This was a comment from @Bob_Carpenter on the GitHub issue tracker
Major changes, like the refactor
Daniel took on, took years. The reason it took so long is that
he insisted on having these tests (though apparently, they weren’t
thorough enough, because we still broke the software).
The elapsed time was years, but it wasn’t due to insistence or these tests. It was caught up in design. The end product, which is in now, is still a compromise on the design side and hopefully we can straighten it out over time.
I just wanted to make it clear that the tests were not the bottle neck.
I noticed that too! Not the tests. I helped wrote those and while they were irritating it wasn’t more than a few hours.
Also I have no doubt that Michael’s alternative would’ve been relatively similar to implement even if it might have had more combinatorial issues in testing.
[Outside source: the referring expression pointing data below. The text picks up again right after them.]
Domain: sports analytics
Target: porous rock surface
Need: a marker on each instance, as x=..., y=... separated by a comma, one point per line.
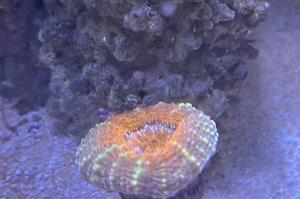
x=110, y=55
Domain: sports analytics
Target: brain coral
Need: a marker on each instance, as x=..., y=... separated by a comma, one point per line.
x=154, y=151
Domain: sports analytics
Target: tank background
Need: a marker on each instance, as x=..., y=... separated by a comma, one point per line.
x=110, y=56
x=258, y=155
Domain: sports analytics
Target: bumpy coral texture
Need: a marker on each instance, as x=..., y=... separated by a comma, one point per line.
x=154, y=151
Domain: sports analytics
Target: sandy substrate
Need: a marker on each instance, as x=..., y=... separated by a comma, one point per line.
x=259, y=149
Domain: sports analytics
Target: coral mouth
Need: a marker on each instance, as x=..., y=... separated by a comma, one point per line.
x=150, y=137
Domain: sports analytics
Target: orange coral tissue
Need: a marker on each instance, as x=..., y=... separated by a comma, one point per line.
x=154, y=151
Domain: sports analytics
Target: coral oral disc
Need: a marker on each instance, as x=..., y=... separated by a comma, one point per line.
x=154, y=151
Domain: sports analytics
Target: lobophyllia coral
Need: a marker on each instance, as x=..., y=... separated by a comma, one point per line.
x=154, y=151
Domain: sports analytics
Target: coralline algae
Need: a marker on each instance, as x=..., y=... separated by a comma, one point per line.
x=154, y=151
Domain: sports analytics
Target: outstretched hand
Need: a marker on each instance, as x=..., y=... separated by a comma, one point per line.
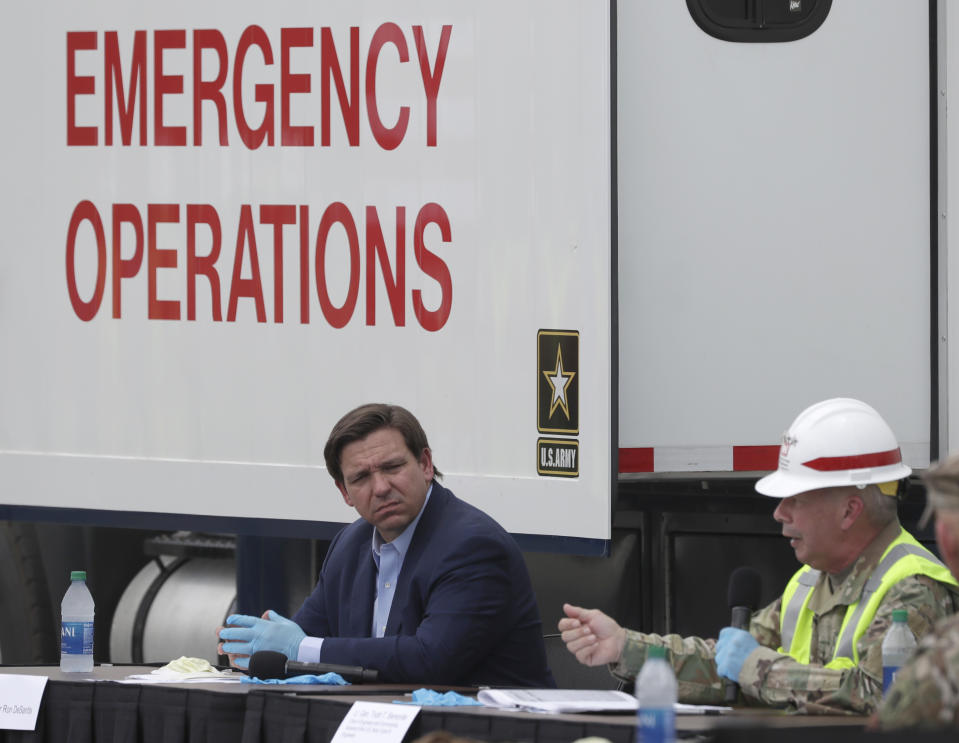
x=592, y=636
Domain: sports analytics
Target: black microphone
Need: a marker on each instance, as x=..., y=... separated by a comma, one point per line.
x=266, y=664
x=745, y=589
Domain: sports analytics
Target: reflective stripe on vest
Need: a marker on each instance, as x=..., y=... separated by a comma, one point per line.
x=904, y=557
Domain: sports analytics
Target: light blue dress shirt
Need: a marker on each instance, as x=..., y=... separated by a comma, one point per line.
x=389, y=557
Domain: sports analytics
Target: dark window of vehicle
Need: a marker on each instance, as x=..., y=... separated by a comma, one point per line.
x=759, y=20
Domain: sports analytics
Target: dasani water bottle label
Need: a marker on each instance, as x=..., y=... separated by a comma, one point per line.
x=76, y=638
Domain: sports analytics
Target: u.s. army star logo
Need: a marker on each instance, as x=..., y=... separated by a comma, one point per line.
x=558, y=383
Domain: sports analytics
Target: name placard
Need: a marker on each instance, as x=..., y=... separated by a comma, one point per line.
x=20, y=701
x=374, y=722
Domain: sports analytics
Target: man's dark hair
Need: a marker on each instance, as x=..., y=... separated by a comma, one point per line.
x=364, y=420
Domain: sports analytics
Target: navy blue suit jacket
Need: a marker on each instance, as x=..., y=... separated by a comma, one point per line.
x=463, y=612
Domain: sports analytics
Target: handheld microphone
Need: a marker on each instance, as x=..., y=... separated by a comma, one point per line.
x=745, y=588
x=266, y=664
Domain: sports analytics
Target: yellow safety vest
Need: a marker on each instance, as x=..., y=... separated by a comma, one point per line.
x=904, y=557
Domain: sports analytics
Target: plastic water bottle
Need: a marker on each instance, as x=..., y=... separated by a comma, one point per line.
x=898, y=645
x=76, y=626
x=656, y=693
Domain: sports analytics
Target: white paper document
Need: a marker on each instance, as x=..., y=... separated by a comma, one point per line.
x=20, y=697
x=559, y=700
x=375, y=722
x=578, y=700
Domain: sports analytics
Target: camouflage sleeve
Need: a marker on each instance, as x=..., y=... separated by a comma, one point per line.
x=926, y=691
x=778, y=680
x=764, y=625
x=692, y=659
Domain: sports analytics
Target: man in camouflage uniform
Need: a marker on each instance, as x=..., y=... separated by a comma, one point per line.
x=838, y=470
x=926, y=691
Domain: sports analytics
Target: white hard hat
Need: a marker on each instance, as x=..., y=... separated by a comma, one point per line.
x=835, y=443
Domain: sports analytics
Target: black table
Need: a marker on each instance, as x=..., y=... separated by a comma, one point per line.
x=88, y=708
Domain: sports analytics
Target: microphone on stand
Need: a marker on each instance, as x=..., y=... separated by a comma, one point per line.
x=266, y=664
x=745, y=589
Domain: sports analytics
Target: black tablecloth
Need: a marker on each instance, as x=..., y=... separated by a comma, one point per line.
x=105, y=711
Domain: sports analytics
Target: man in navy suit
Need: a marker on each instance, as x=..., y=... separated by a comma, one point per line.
x=424, y=588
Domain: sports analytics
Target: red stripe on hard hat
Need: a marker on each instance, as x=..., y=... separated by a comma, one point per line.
x=856, y=462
We could’ve implemented and compared both approaches before deciding which to use and it would still have saved time compared to the drawn out disagreement.
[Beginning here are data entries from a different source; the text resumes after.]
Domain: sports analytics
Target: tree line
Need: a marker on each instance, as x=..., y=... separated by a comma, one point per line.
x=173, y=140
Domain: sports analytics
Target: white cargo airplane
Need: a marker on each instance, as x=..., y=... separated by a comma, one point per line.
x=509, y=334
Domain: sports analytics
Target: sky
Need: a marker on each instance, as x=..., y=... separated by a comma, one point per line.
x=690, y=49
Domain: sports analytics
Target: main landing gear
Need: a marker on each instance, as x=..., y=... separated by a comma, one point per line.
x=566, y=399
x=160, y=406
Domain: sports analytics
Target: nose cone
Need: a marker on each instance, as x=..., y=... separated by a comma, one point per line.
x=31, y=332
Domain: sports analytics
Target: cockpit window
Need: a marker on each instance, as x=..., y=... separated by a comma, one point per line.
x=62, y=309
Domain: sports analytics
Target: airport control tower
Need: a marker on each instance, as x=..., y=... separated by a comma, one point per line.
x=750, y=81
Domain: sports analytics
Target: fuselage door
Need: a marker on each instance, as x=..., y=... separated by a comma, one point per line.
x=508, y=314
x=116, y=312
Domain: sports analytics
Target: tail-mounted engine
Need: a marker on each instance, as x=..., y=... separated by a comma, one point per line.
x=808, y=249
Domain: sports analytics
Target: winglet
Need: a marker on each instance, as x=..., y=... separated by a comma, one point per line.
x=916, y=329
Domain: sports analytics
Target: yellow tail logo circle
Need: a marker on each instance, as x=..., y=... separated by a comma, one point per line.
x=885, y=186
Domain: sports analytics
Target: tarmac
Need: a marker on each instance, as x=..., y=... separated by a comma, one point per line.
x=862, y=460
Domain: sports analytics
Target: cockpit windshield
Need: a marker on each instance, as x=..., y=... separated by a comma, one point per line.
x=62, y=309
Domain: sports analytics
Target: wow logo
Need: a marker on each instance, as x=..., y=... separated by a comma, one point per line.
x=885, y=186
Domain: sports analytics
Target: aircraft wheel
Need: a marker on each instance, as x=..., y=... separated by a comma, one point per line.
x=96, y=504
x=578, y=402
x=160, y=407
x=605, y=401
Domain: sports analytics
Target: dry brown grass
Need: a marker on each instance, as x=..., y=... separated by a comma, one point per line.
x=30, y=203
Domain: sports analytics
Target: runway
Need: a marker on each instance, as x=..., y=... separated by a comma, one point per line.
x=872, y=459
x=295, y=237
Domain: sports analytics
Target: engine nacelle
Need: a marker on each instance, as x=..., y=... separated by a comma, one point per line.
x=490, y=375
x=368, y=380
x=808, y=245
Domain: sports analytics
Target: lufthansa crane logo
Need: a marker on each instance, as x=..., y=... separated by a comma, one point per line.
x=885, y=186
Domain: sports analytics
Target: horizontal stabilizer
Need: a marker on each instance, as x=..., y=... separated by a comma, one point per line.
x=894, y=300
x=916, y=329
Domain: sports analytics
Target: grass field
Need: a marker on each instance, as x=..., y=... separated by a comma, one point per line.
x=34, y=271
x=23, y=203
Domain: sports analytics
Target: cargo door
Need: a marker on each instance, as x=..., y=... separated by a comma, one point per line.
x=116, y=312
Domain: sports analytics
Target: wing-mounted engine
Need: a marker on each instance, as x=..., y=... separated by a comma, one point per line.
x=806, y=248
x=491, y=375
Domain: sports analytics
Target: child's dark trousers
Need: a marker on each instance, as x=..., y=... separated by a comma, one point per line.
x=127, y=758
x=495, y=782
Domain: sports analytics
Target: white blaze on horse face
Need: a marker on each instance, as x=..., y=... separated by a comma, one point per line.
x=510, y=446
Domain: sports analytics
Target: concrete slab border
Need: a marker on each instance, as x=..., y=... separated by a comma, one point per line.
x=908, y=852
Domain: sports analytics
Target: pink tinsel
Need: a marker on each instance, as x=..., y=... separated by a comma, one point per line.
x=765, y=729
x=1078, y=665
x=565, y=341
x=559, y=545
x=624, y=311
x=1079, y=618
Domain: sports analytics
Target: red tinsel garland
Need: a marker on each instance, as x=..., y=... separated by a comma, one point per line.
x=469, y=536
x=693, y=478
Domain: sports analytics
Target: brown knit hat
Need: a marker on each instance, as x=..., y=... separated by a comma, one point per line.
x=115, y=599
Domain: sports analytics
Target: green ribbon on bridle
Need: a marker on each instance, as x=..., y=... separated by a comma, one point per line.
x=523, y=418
Michael had a prototype implementation. I put up a design with a prototype. It was deadlocked on design principles.
The current implementation is a compromise that looks a lot like Michael’s, but with some key changes that will allow us to move towards a better design sooner. This was one of the last things before we decided to split up who has ultimate decision making power (to be used when there’s a deadlock):
- Daniel: math library, Stan library as it pertains to interface API
- Bob: Stan language
- Michael: Stan library as it pertains to the algorithms.
Since this refactor landed, we’ve already moved forward with the logger! We’ll get to a better design that makes it easy for external developers soon enough.
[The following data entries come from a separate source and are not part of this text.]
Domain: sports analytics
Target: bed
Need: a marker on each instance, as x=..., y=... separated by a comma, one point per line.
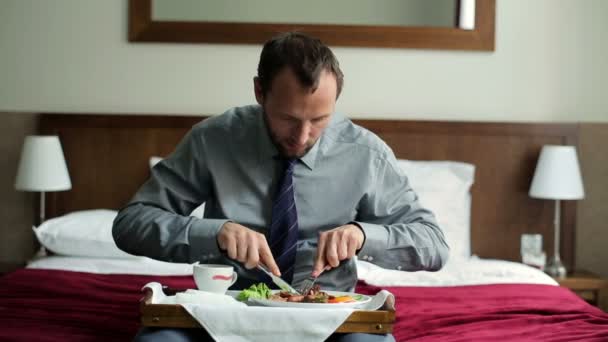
x=88, y=291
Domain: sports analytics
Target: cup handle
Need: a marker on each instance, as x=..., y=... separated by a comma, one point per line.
x=234, y=277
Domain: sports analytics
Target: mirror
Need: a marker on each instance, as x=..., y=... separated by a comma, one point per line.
x=456, y=24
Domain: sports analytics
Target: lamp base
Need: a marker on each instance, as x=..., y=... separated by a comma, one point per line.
x=555, y=268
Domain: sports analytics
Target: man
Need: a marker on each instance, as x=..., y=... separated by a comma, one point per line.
x=288, y=184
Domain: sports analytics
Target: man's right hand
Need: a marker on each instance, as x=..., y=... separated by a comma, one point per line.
x=246, y=246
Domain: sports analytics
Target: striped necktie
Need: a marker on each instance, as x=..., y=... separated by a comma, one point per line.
x=284, y=225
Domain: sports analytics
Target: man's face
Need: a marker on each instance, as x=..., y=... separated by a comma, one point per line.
x=296, y=116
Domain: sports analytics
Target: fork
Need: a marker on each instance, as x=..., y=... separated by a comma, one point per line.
x=307, y=285
x=309, y=282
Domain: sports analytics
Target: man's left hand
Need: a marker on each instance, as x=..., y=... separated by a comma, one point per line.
x=336, y=245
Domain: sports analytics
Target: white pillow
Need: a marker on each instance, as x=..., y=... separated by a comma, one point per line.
x=444, y=188
x=198, y=211
x=81, y=233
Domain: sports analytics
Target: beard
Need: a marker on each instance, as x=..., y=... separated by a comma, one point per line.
x=283, y=144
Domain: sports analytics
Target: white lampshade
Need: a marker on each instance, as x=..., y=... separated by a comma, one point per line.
x=42, y=166
x=557, y=174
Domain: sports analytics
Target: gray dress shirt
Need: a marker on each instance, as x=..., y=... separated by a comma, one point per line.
x=229, y=163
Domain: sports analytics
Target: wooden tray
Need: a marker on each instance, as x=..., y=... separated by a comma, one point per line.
x=175, y=316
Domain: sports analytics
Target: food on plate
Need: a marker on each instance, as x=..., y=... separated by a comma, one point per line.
x=259, y=291
x=315, y=295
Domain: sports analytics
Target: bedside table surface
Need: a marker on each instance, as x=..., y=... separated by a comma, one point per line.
x=582, y=280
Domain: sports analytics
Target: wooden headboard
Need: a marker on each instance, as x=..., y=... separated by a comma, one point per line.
x=108, y=155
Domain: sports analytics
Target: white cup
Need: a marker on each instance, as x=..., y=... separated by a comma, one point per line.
x=213, y=278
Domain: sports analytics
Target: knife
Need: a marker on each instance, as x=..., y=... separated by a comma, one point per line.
x=282, y=284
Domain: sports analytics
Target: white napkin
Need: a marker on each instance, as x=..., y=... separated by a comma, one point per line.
x=239, y=323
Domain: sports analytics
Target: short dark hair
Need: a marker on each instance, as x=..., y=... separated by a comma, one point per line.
x=305, y=55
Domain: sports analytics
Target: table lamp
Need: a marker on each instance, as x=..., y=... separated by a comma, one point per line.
x=42, y=167
x=557, y=177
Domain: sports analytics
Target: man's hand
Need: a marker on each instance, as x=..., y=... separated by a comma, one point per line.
x=246, y=246
x=336, y=245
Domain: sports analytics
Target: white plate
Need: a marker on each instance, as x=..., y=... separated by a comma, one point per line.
x=268, y=302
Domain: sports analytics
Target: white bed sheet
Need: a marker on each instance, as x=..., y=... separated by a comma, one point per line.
x=137, y=265
x=474, y=271
x=457, y=272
Yeah I had forgotten that part. The lack of progress was even worse than I remembered!
My main point was that we did it to ourselves, not that the testing did it to us.
The testing helped me move quicker. Btw, thanks for writing the instrumented callbacks and all the other tests! They came in handy with the logger implementation. It’s so much easier to move things quickly when there are tests in place.
I think you’ve said this a half dozen times now but you’re still welcome! :) I like to put my time where my mouth is.
Sorry—didn’t mean to imply it was only the testing. Definitely debating the design took a lot of effort, and we never did get to consensus.
Do you think it would’ve been faster if we hadn’t insisted on maintaining identical behavior to what we have now?
Great question. It would have been faster, but not by much. I can guarantee that it would have been buggy with bugs that wouldn’t have been detected and would take along time to hunt down.
It would have felt like the bad place we were in after Stan 2. I had a golden test set up with one model that was good and one bad model, which is why I didn’t notice the change in the rejections. I think I spent half the coding time actually working through some really subtle things that we never thought to unit test. There are tests in there now, but I’ll just say having coding against a reference implementation made things easier, not harder.